The aid groups said in a report Western donors were under pressure to show fast results at home and were pushing a military strategy increasingly reliant on “quick fixes”, which could also have devastating consequences for Afghan civilians.
The report by British charity Oxfam and about 30 foreign and Afghan agencies was released to coincide with a NATO summit in Lisbon from Friday, where leaders will flesh out plans to start handing security responsibility to Afghans from next year.
“Security for the vast majority of Afghans is rapidly deteriorating. It is likely that increased violence in 2011 will lead to more civilian casualties,” the report said.
NATO allies have said they will start transferring security of some parts of Afghanistan from next year as part of an ambitious Kabul strategy to assume full responsibility in 2014.
The alliance’s top civilian envoy to Afghanistan said on Wednesday foreign troops may still be leading operations in some areas after then because of poor security.
U.S. Defence Secretary Robert Gates and Secretary of State Hillary Clinton have called the 2014 date realistic but critics say slow progress in ramping up Afghanistan’s army and police force will make that target difficult.
Not only were there serious questions about the capability of Afghan forces to act independently, Friday’s report said, civilians were at risk of being extorted, tortured or indiscriminately killed unless NATO forces stepped in.
“NATO member states, who train, advise, fund, and arm those forces, share responsibility for making sure this does not happen, but so far we have seen little action on the ground,” the report’s author, Ashley Jackson, said in a separate statement.
Violence in Afghanistan is at its worst since the Taliban were overthrown in late 2001, with record casualties on all sides of the conflict.
But it is ordinary Afghans who have borne the brunt of the fighting as they get caught up in the crossfire.
During the first six months of this year, 1,271 civilians were killed, according to U.N. figures, a 21 percent jump on the same period last year. Overall casualties, including those wounded in attacks, rose by 31 percent.
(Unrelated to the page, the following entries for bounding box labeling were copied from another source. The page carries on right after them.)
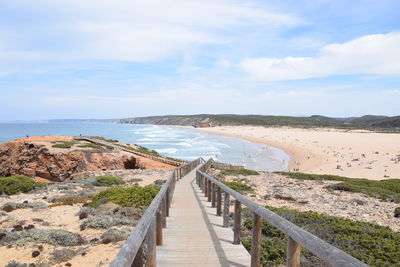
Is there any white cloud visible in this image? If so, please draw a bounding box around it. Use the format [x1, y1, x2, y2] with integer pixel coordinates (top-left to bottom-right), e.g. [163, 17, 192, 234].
[240, 32, 400, 81]
[0, 0, 302, 61]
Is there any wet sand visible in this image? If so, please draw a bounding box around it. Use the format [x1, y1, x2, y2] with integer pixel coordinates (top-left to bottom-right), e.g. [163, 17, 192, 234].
[198, 126, 400, 180]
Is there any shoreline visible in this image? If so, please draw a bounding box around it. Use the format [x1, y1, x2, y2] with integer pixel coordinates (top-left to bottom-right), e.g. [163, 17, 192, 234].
[190, 126, 400, 180]
[190, 127, 323, 171]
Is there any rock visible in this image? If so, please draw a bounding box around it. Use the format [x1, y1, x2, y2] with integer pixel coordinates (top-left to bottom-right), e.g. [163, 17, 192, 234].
[79, 212, 89, 220]
[24, 224, 35, 230]
[0, 142, 142, 182]
[12, 224, 24, 232]
[2, 203, 14, 212]
[51, 248, 77, 263]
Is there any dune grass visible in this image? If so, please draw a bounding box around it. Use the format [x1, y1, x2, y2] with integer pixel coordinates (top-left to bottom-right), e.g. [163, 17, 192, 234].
[0, 176, 46, 195]
[278, 172, 400, 203]
[221, 169, 260, 175]
[243, 207, 400, 266]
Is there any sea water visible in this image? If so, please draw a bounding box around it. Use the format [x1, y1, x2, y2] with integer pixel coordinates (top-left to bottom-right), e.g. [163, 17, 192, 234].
[0, 122, 289, 171]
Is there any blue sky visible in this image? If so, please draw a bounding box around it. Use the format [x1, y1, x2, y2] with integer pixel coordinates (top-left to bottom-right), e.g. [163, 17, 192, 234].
[0, 0, 400, 121]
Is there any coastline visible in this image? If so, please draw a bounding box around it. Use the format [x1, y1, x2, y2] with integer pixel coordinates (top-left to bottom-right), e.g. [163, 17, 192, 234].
[192, 126, 400, 180]
[189, 127, 323, 171]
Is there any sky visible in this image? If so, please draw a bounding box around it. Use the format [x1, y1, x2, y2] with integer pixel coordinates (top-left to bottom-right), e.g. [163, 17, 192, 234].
[0, 0, 400, 121]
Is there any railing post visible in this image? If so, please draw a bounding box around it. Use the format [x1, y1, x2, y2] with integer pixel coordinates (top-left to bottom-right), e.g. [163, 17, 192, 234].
[207, 181, 213, 202]
[217, 187, 222, 216]
[251, 213, 261, 267]
[233, 200, 242, 245]
[156, 205, 163, 246]
[287, 236, 301, 267]
[131, 244, 144, 267]
[161, 196, 167, 228]
[165, 188, 171, 217]
[211, 184, 217, 208]
[223, 192, 230, 228]
[204, 177, 208, 197]
[146, 217, 156, 267]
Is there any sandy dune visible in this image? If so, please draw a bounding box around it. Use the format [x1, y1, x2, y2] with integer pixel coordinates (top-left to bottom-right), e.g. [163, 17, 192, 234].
[199, 126, 400, 180]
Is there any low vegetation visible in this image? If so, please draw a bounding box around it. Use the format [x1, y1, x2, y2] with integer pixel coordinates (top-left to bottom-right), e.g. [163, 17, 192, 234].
[394, 207, 400, 218]
[222, 181, 253, 193]
[0, 176, 46, 195]
[94, 136, 119, 143]
[90, 186, 160, 207]
[243, 207, 400, 266]
[279, 172, 400, 203]
[221, 169, 260, 175]
[78, 143, 103, 149]
[94, 175, 125, 186]
[0, 228, 86, 246]
[52, 141, 76, 148]
[276, 172, 351, 181]
[49, 197, 91, 208]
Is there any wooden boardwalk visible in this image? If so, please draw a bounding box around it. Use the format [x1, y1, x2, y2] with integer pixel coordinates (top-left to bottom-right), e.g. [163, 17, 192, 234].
[156, 169, 251, 267]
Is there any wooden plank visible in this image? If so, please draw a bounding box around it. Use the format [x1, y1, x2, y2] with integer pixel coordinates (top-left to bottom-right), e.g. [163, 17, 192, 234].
[145, 217, 157, 267]
[132, 244, 144, 267]
[156, 206, 163, 246]
[251, 213, 261, 267]
[157, 169, 250, 267]
[217, 187, 222, 216]
[211, 184, 216, 208]
[199, 168, 368, 267]
[223, 192, 230, 227]
[233, 200, 242, 245]
[287, 237, 301, 267]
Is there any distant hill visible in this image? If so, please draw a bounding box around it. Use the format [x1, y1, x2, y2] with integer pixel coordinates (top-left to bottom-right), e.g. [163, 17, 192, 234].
[113, 114, 400, 132]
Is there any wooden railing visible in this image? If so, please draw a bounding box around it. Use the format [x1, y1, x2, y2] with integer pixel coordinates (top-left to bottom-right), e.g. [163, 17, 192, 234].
[196, 160, 368, 267]
[210, 159, 244, 170]
[74, 136, 187, 166]
[110, 158, 204, 267]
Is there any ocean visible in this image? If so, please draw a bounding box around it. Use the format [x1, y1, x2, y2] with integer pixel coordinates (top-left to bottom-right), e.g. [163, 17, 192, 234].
[0, 122, 290, 171]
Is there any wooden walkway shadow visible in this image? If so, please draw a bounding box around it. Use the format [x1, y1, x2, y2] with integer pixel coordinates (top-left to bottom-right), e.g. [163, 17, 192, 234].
[157, 169, 251, 267]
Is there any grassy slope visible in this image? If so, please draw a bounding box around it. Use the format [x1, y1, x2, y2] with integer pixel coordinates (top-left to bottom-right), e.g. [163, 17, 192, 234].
[243, 207, 400, 266]
[278, 172, 400, 203]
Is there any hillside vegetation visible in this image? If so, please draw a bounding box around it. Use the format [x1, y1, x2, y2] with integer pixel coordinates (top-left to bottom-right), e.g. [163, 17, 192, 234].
[243, 207, 400, 267]
[116, 114, 400, 131]
[278, 172, 400, 203]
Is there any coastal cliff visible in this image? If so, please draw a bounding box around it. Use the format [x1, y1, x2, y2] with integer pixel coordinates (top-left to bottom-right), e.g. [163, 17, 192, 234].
[0, 142, 139, 182]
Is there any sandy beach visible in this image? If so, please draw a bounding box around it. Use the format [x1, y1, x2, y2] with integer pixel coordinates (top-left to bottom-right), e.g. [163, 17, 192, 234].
[198, 126, 400, 180]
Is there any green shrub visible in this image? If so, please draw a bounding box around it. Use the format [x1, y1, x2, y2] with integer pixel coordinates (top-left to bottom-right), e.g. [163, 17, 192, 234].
[94, 175, 125, 186]
[1, 201, 47, 212]
[100, 228, 132, 244]
[49, 197, 90, 208]
[40, 147, 49, 152]
[0, 176, 46, 195]
[94, 136, 119, 143]
[278, 172, 400, 203]
[90, 186, 160, 207]
[394, 207, 400, 218]
[244, 207, 400, 266]
[82, 214, 137, 229]
[276, 172, 349, 181]
[0, 228, 86, 246]
[221, 169, 260, 175]
[327, 179, 400, 203]
[222, 181, 253, 192]
[78, 143, 103, 149]
[52, 141, 76, 148]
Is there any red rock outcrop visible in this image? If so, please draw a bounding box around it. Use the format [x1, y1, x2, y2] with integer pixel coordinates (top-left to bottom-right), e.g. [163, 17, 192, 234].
[0, 142, 138, 182]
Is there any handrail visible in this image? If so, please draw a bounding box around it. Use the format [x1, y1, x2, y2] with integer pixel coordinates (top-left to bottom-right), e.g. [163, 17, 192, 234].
[74, 136, 187, 166]
[196, 159, 368, 267]
[110, 158, 204, 267]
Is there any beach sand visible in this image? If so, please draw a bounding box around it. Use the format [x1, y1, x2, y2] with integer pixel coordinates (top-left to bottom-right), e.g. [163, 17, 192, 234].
[198, 126, 400, 180]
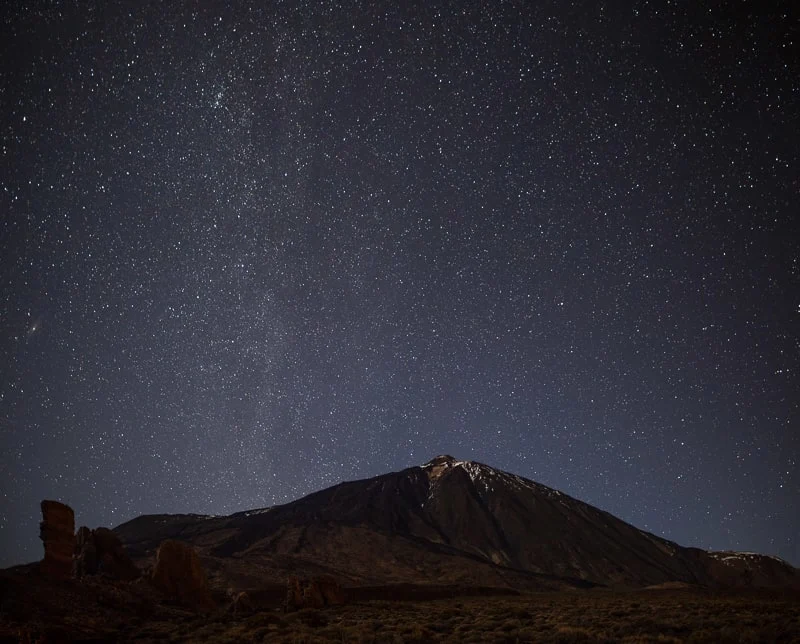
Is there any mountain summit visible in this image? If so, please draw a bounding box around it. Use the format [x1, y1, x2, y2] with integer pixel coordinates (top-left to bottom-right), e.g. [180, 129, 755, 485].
[116, 455, 800, 589]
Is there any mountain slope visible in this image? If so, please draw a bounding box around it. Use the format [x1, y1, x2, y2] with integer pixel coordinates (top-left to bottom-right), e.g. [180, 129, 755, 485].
[116, 456, 800, 588]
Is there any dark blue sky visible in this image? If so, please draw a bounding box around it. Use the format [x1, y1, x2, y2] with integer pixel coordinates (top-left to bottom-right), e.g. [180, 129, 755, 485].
[0, 1, 800, 565]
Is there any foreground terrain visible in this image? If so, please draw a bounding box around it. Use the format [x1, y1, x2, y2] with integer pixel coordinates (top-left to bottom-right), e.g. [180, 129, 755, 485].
[122, 591, 800, 644]
[0, 567, 800, 644]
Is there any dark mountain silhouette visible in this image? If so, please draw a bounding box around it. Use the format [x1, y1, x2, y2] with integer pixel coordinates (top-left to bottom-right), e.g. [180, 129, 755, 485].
[115, 456, 800, 589]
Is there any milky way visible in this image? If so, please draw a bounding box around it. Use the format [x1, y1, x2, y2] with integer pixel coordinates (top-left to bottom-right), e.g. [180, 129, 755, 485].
[0, 0, 800, 565]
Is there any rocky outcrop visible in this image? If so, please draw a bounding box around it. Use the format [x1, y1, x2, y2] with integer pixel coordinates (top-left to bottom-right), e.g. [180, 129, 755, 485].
[74, 526, 141, 581]
[228, 588, 255, 616]
[39, 500, 75, 579]
[152, 539, 214, 612]
[283, 575, 345, 612]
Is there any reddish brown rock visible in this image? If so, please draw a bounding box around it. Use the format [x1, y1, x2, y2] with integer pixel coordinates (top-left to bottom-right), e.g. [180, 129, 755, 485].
[283, 575, 345, 612]
[39, 500, 75, 579]
[228, 589, 255, 616]
[152, 539, 214, 612]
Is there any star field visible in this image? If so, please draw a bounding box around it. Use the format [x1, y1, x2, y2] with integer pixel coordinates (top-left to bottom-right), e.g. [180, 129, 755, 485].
[0, 0, 800, 565]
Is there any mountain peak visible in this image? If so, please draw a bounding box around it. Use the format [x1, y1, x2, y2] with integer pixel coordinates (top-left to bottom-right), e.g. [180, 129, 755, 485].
[422, 454, 457, 467]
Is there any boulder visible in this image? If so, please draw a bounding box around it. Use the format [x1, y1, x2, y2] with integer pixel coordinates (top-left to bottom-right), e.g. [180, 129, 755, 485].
[283, 575, 345, 612]
[39, 500, 75, 579]
[72, 526, 100, 578]
[228, 589, 255, 616]
[151, 539, 214, 612]
[73, 526, 141, 581]
[92, 528, 141, 581]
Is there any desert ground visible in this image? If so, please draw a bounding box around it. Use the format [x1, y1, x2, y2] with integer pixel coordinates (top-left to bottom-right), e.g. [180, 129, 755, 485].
[0, 572, 800, 644]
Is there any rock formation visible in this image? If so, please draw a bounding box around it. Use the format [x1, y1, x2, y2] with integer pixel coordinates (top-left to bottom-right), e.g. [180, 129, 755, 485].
[228, 588, 255, 616]
[74, 526, 141, 581]
[152, 539, 214, 612]
[283, 575, 345, 612]
[39, 500, 75, 579]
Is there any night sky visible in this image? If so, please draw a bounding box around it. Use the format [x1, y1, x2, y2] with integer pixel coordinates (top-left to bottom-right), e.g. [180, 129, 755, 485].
[0, 0, 800, 565]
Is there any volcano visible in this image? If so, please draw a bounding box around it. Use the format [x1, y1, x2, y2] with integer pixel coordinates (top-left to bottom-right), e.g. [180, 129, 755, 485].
[115, 455, 800, 590]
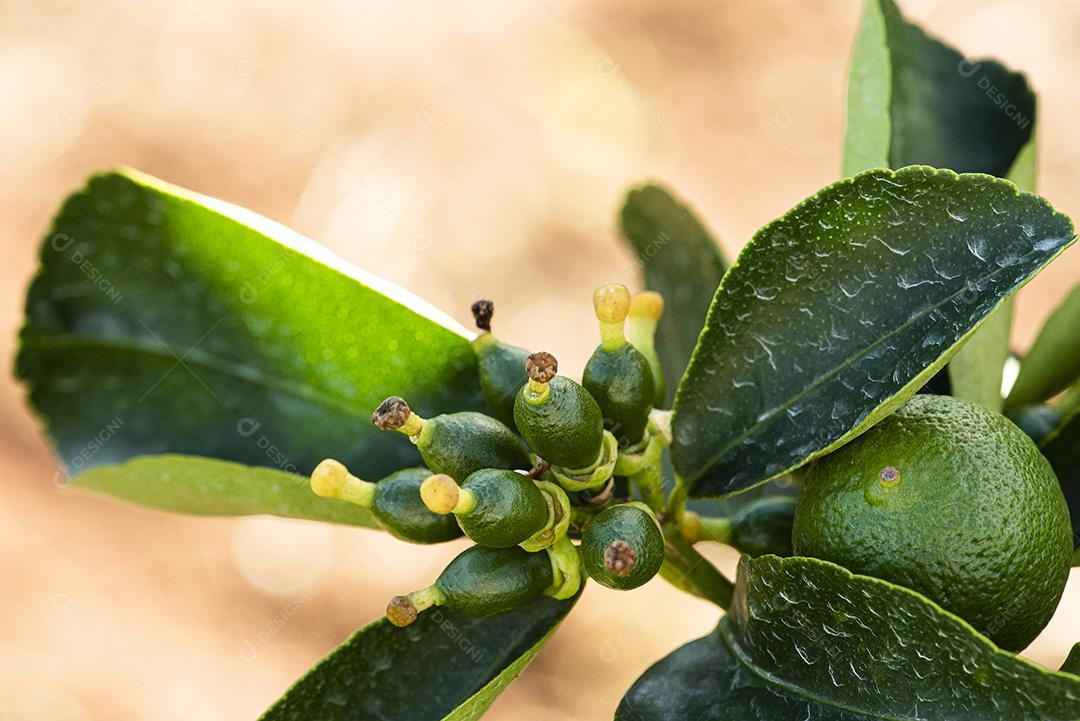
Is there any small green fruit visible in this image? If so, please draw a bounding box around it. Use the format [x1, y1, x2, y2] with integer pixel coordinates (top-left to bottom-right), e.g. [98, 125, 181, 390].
[514, 352, 604, 471]
[626, 290, 667, 408]
[581, 503, 664, 590]
[311, 459, 461, 543]
[387, 539, 554, 626]
[372, 396, 532, 482]
[472, 300, 529, 428]
[420, 468, 551, 548]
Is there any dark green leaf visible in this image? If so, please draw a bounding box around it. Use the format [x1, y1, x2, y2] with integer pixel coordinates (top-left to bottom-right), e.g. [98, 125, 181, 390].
[16, 171, 482, 478]
[672, 166, 1075, 495]
[71, 455, 378, 528]
[1039, 408, 1080, 552]
[262, 597, 577, 721]
[1008, 285, 1080, 408]
[843, 0, 1036, 410]
[616, 556, 1080, 721]
[947, 142, 1036, 411]
[1062, 643, 1080, 676]
[843, 0, 1035, 180]
[619, 183, 728, 403]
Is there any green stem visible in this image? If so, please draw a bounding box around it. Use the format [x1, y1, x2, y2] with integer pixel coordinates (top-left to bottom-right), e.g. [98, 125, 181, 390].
[681, 511, 733, 544]
[660, 529, 734, 611]
[630, 459, 664, 513]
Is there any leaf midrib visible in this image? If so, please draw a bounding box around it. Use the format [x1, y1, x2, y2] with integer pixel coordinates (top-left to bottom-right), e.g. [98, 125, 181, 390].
[21, 330, 369, 420]
[717, 620, 919, 721]
[687, 230, 1076, 484]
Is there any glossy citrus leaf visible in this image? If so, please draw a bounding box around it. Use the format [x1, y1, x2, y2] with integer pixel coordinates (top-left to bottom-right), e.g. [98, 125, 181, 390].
[843, 0, 1036, 177]
[70, 454, 378, 528]
[1062, 643, 1080, 676]
[16, 169, 482, 478]
[262, 596, 577, 721]
[616, 556, 1080, 721]
[843, 0, 1036, 410]
[1008, 285, 1080, 408]
[672, 166, 1075, 496]
[619, 183, 728, 404]
[1039, 408, 1080, 552]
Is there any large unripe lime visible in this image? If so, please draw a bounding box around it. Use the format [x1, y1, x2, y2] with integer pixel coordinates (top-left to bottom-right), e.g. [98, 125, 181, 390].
[792, 395, 1072, 651]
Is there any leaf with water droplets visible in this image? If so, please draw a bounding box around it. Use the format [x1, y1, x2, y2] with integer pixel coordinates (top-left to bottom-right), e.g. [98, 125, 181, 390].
[16, 171, 482, 478]
[619, 183, 728, 402]
[70, 454, 379, 528]
[261, 596, 578, 721]
[672, 166, 1075, 496]
[616, 556, 1080, 721]
[843, 0, 1036, 410]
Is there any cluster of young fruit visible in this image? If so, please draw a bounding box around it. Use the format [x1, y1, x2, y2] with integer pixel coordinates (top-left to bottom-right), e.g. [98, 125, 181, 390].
[311, 284, 671, 626]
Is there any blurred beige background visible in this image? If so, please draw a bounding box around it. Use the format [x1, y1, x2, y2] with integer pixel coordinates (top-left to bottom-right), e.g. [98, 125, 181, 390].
[0, 0, 1080, 721]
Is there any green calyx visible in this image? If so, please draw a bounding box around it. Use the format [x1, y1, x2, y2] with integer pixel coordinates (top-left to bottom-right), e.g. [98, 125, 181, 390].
[387, 539, 555, 626]
[518, 480, 572, 553]
[581, 503, 664, 590]
[472, 300, 529, 428]
[537, 536, 584, 600]
[551, 431, 619, 492]
[626, 290, 666, 408]
[372, 396, 532, 482]
[581, 284, 656, 447]
[581, 343, 656, 447]
[420, 468, 552, 548]
[311, 459, 461, 543]
[514, 353, 604, 468]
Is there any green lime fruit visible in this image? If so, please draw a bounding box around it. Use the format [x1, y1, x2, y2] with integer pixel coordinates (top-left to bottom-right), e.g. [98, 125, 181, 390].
[311, 459, 461, 543]
[581, 503, 664, 590]
[514, 352, 604, 471]
[792, 395, 1072, 651]
[420, 468, 551, 548]
[372, 396, 532, 482]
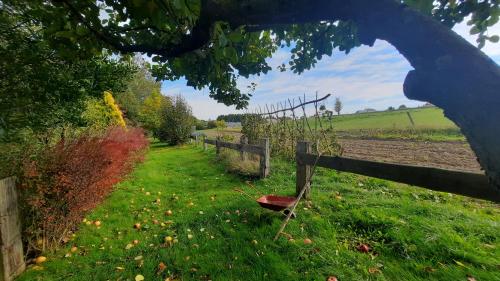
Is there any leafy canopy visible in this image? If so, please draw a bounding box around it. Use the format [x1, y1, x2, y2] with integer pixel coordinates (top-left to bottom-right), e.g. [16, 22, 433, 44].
[3, 0, 499, 108]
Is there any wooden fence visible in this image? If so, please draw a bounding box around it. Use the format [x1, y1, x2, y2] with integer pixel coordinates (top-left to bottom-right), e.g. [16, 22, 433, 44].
[203, 137, 271, 178]
[0, 177, 26, 281]
[296, 142, 500, 202]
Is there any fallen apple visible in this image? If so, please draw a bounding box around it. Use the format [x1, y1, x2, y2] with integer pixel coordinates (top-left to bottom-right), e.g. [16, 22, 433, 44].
[357, 244, 370, 253]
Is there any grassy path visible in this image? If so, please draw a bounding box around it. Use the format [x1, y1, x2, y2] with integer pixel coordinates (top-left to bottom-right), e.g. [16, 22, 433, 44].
[19, 143, 500, 281]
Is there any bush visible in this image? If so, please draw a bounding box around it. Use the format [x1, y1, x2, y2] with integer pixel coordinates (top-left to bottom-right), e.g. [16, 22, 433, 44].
[20, 127, 148, 252]
[155, 96, 194, 145]
[82, 91, 125, 130]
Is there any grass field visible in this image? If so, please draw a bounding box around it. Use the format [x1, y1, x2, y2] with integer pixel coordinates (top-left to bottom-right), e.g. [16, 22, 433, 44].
[204, 107, 465, 141]
[324, 107, 457, 131]
[18, 144, 500, 281]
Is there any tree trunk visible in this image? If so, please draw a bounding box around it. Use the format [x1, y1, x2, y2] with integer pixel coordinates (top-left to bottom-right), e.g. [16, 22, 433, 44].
[356, 0, 500, 189]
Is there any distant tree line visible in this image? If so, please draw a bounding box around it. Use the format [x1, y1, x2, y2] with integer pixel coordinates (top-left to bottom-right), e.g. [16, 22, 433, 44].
[217, 114, 246, 122]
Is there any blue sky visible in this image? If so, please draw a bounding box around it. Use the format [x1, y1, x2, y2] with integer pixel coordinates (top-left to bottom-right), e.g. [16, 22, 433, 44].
[162, 21, 500, 120]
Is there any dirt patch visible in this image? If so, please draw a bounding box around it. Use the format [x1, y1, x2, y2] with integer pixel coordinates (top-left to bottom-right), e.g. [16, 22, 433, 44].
[339, 139, 481, 172]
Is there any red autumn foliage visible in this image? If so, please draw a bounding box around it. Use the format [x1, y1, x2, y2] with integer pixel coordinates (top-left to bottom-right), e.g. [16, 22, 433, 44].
[21, 128, 148, 249]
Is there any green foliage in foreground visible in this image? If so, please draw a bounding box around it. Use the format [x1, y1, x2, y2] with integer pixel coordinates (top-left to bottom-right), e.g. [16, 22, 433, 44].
[19, 145, 500, 281]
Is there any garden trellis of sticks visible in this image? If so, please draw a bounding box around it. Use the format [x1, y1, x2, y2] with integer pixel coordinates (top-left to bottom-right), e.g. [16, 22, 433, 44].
[201, 94, 500, 202]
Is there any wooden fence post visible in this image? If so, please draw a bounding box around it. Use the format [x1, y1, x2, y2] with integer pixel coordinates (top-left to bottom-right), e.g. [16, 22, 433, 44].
[0, 177, 26, 281]
[295, 141, 312, 198]
[215, 137, 220, 155]
[240, 135, 248, 161]
[260, 138, 271, 178]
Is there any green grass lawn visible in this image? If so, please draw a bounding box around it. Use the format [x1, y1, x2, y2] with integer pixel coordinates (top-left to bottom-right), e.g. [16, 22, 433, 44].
[19, 145, 500, 281]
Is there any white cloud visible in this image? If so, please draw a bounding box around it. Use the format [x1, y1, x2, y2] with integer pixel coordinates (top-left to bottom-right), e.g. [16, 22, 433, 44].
[164, 19, 500, 119]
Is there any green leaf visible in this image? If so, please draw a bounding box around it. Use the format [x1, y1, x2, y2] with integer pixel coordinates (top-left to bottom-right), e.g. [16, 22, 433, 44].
[488, 35, 500, 43]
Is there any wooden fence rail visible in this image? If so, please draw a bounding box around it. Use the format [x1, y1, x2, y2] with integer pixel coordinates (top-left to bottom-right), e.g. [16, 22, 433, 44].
[203, 137, 271, 178]
[296, 142, 500, 202]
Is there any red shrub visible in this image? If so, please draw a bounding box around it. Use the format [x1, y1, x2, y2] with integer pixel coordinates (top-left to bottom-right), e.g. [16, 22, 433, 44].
[21, 128, 148, 248]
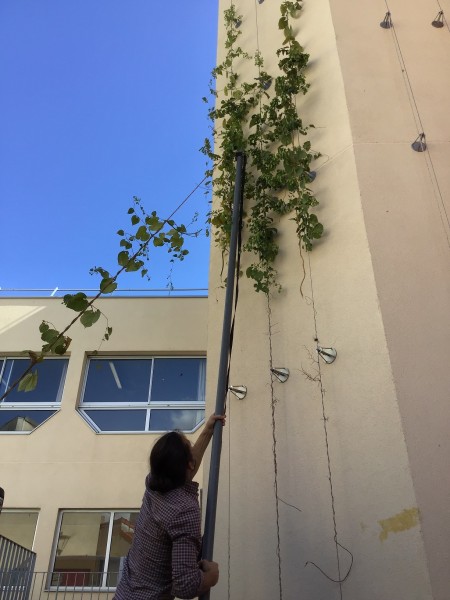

More than three-quarters were blamed on insurgents.
While civilian casualties caused by foreign and Afghan forces had decreased over the past two years — mainly due to a fall in air strikes — an increase in the use of air power in recent months risked reversing those gains, the report said. U.S. forces had dropped 2,100 bombs or missiles from June through September, almost 50 percent more than the same period last year, the report said.
Civilian deaths caused by foreign and Afghan troops in October had also increased by 11 percent on the same month last year, it said, citing foreign military figures.
The report also said Western nations with troops in Afghanistan were increasingly relying on so called “quick fixes”, such as creating local militias and focusing on increasing the size of Afghan security forces instead of improving their overall operational capacity and accountability.